春だよ。

エーステ 春組単独公演

あまりにも良かった。これ!これを求めてた。また会えて嬉しかった。たしかに私は舞台化したA3と俳優を観るために劇場へ向かうのに、幕が開いた瞬間MANKAIカンパニーを観に来ていてMANKAIカンパニーが大好きな監督であり観客になっている。それがまったく違和感なく自分に浸透してくる、春夏公演でも起きた不思議な感覚をまた味わった。まずはOPのバック映像がエモい。春夏秋冬の旗揚げ公演を経ての第2、第3公演なんだね。
 そして終演後に何よりも感じたことが、原作A3自体の許容範囲の広さが恐ろしいということ。私が見た回は驚きの噛み率だったしテンポ崩れてる所もあって全然完璧とは言い難かったけれど、それがエーステでは作品として成り立つというか。劇中劇で至さん演じるボイドが台詞を思いっきり間違えた時に咲也がフォローをしていて、それはちゃんとロミジュリの「咲也がアドリブで繋いだ!」に繋がっているんですよね。その瞬間、MANKAIカンパニーは季節を巡ってまたここに立ってるんだって実感した。舞台上で起きた事全てが作品の一部に変わる、show must go onだった。私の書き方が下手すぎて、いやちゃんとクオリティ上げるべきでしょと思われるかもしれないけれど、その小さな歪みさえ見越してキャスティングされてるのではないかと思うくらいキャストの立ち位置と台詞が綺麗に噛み合う。

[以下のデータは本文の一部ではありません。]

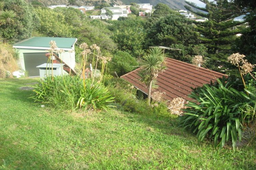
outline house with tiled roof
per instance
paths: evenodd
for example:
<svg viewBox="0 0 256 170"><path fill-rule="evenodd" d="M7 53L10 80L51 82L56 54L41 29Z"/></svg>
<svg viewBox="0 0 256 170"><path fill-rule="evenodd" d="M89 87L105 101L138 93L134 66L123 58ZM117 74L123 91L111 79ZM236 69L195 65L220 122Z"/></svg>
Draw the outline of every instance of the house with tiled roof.
<svg viewBox="0 0 256 170"><path fill-rule="evenodd" d="M172 101L177 97L187 101L191 100L188 95L192 91L191 88L202 87L210 84L219 78L228 76L201 67L172 58L166 58L166 69L158 74L157 77L157 88L152 91L164 93L162 97L167 101ZM121 76L128 81L138 90L139 97L145 98L148 89L145 84L140 81L141 78L139 68Z"/></svg>

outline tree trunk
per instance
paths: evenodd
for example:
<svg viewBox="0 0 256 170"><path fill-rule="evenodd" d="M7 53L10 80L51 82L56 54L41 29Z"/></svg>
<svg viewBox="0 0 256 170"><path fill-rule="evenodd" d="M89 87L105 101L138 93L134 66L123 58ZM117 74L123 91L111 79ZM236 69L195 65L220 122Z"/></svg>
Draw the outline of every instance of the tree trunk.
<svg viewBox="0 0 256 170"><path fill-rule="evenodd" d="M153 80L152 80L149 82L149 85L148 86L148 105L150 105L150 101L151 100L151 89L152 87L152 83L153 82Z"/></svg>

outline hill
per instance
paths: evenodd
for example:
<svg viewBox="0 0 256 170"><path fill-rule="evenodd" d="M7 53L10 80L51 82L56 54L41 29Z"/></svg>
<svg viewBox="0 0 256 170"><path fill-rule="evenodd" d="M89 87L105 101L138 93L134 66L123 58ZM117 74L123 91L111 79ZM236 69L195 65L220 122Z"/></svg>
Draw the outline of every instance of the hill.
<svg viewBox="0 0 256 170"><path fill-rule="evenodd" d="M28 1L36 1L27 0ZM45 6L54 5L68 4L68 0L37 0ZM163 3L173 9L185 9L184 6L186 4L185 0L80 0L75 1L79 5L95 5L101 2L106 2L111 5L129 5L131 2L137 3L150 3L155 6L159 3Z"/></svg>

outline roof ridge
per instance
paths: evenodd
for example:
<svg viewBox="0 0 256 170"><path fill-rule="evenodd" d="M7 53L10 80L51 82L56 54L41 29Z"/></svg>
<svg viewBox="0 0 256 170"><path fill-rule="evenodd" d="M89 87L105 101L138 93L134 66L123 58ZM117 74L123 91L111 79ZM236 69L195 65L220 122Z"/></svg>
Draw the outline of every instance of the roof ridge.
<svg viewBox="0 0 256 170"><path fill-rule="evenodd" d="M165 58L167 58L167 59L169 59L172 60L175 60L175 61L177 61L177 62L179 62L184 63L184 64L185 64L189 65L190 65L191 66L193 66L193 67L197 67L195 65L193 65L193 64L190 64L189 63L188 63L187 62L184 62L184 61L179 61L179 60L176 60L176 59L174 59L173 58L169 58L169 57L165 57ZM222 75L223 76L228 76L228 75L226 75L226 74L223 74L223 73L220 73L220 72L217 72L217 71L215 71L212 70L210 70L209 69L207 69L207 68L204 68L204 67L198 67L198 68L200 68L200 69L202 69L203 70L204 70L205 71L207 71L208 72L211 72L212 73L213 73L213 73L216 73L216 74L218 74Z"/></svg>

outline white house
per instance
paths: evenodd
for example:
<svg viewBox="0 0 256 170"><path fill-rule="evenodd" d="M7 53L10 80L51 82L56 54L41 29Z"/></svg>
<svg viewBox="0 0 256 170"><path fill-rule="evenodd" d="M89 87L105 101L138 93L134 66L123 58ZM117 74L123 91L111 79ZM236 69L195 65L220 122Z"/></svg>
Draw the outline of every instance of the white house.
<svg viewBox="0 0 256 170"><path fill-rule="evenodd" d="M147 13L149 13L152 11L153 6L151 5L150 4L138 4L138 5L140 6L140 9L145 11Z"/></svg>
<svg viewBox="0 0 256 170"><path fill-rule="evenodd" d="M186 10L183 10L183 9L182 9L181 10L180 10L179 11L178 11L178 12L179 12L180 13L188 13L188 11L187 11Z"/></svg>
<svg viewBox="0 0 256 170"><path fill-rule="evenodd" d="M108 19L108 16L106 15L106 10L108 9L113 13L112 20L117 20L120 17L127 17L127 10L123 10L120 7L105 7L101 9L101 19Z"/></svg>
<svg viewBox="0 0 256 170"><path fill-rule="evenodd" d="M36 67L48 62L46 54L52 40L56 42L58 47L57 49L64 50L59 57L74 69L76 63L74 44L77 40L74 38L32 37L15 43L13 47L19 51L18 63L21 69L27 71L29 77L38 77L39 70Z"/></svg>
<svg viewBox="0 0 256 170"><path fill-rule="evenodd" d="M123 11L127 11L127 14L131 14L132 12L130 9L130 7L131 7L131 5L114 5L114 7L119 7L121 8L122 10Z"/></svg>
<svg viewBox="0 0 256 170"><path fill-rule="evenodd" d="M57 7L64 7L64 8L66 8L67 5L51 5L50 6L49 6L47 7L47 8L50 8L51 9L54 9L54 8L57 8Z"/></svg>
<svg viewBox="0 0 256 170"><path fill-rule="evenodd" d="M185 15L185 17L186 17L186 18L190 18L190 19L192 19L192 18L196 18L194 16L194 14L191 14L191 13L190 13L189 14L187 14L186 15Z"/></svg>
<svg viewBox="0 0 256 170"><path fill-rule="evenodd" d="M85 11L90 11L91 10L93 10L94 9L95 7L94 7L94 6L81 6L81 7L78 8L84 9Z"/></svg>

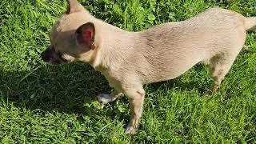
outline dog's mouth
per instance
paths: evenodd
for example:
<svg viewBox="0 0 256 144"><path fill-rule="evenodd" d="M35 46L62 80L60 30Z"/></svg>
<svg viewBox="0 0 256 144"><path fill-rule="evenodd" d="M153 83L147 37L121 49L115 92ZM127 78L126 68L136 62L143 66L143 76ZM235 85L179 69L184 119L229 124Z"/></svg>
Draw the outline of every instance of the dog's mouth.
<svg viewBox="0 0 256 144"><path fill-rule="evenodd" d="M70 63L74 58L66 54L60 52L54 52L48 48L41 54L42 59L50 65L60 65L64 63Z"/></svg>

 初見の時にあまりにも色々な所が出来上がりすぎていて何処を褒めれば良いのか分からなかった。そしたら2日目連番した方が、「何処を褒めれば良い?脚本?キャスト?演出?音楽?照明?」と全く同じ事を言ってた。
 私は好きな俳優がいるのでどうしてもキャストメインで見てしまう事が多いはずなのに、どれも突出してないと言うと誤りになるけど全てが期待値を遥かに超えてきてて、キャラが立つのではなくて空間全てが素晴らしいと思った。
 観劇中は「中卒」の映像効果で確実に遊んできてるなって分かるのがただ面白いってそれだけだったのに、よくよく考えたら映像で遊びを入れてきたり演出だったり脚本、衣装色々な舞台には欠かせない役割の人たちにスポットが当たる瞬間が必ずある作品って凄すぎるのでは?と思った。ここ原作の許容範囲が広すぎるポイント2個目。
 そして水野の「毎公演必ず見に行く、手紙を書く。顔を合わせる事はなくても僕はずっと君のファンだ。(要約)」。最近のオタ会で私に対しての問いではなかったけれど「何のために推してるの?」という質問がずっと印象に残ってて、私も何のためにこんなに必死になってチケット取って足繁く劇場へ通ってるんだろうって思う時があったんだけど、水野の言葉を聞いてストンと落ちてきた。私の好きな俳優がカテコで時々鳴り止まない拍手を聞いて泣きながら言う「届いた」って言葉が大好きなんだけど、キャストに届いたよって伝えるためには大勢の観客の拍手が必要で。だから私は舞台上と客席でしか感じとれないものを感じに行きたいし、その場で感動したよと伝えられる1観客になりたいのかもしれないって思った。なんてそんな自分語りはどうでも良くて、舞台に欠かせない役割として観客も入れてくれるの流石です。ここポイント3個目。
 演出家には観客が居なくても舞台は完成する派と観客がいて初めて完成する派の人がいるけど、お客さんありき派の松崎さんが演出に選ばれたのめっちゃ納得する。


 劇場からの帰り道、至さんの顔が良かったから始まる友人との熱い演劇トークがとても楽しかった。水野が満開寮に訪ねてきて東さんが応対するシーンの照明が良かったねとか、ストーリー中の笑いと涙の緩急が絶妙すぎる話とか沢山話した。確かに至さんの顔が良いと3分に1回くらい思ってたけどただそれは会話の導入でしかなくて、構成、テンポ、全てがエーステを彩り、そこでキャラクターとして輝くからこそ俳優さんの持ってる原石が光る。春夏公演の時も確かに顔綺麗だなとは思っていたけれど正直そこまでずっと目を奪われる感じでもなかったので、立石くんが至さんをさらに理解深めたからこそ良さが生まれたんだと思った。

 始まりの季節、自由で爽やかでそれでいてとても心地良い季節だった…あー楽しかった!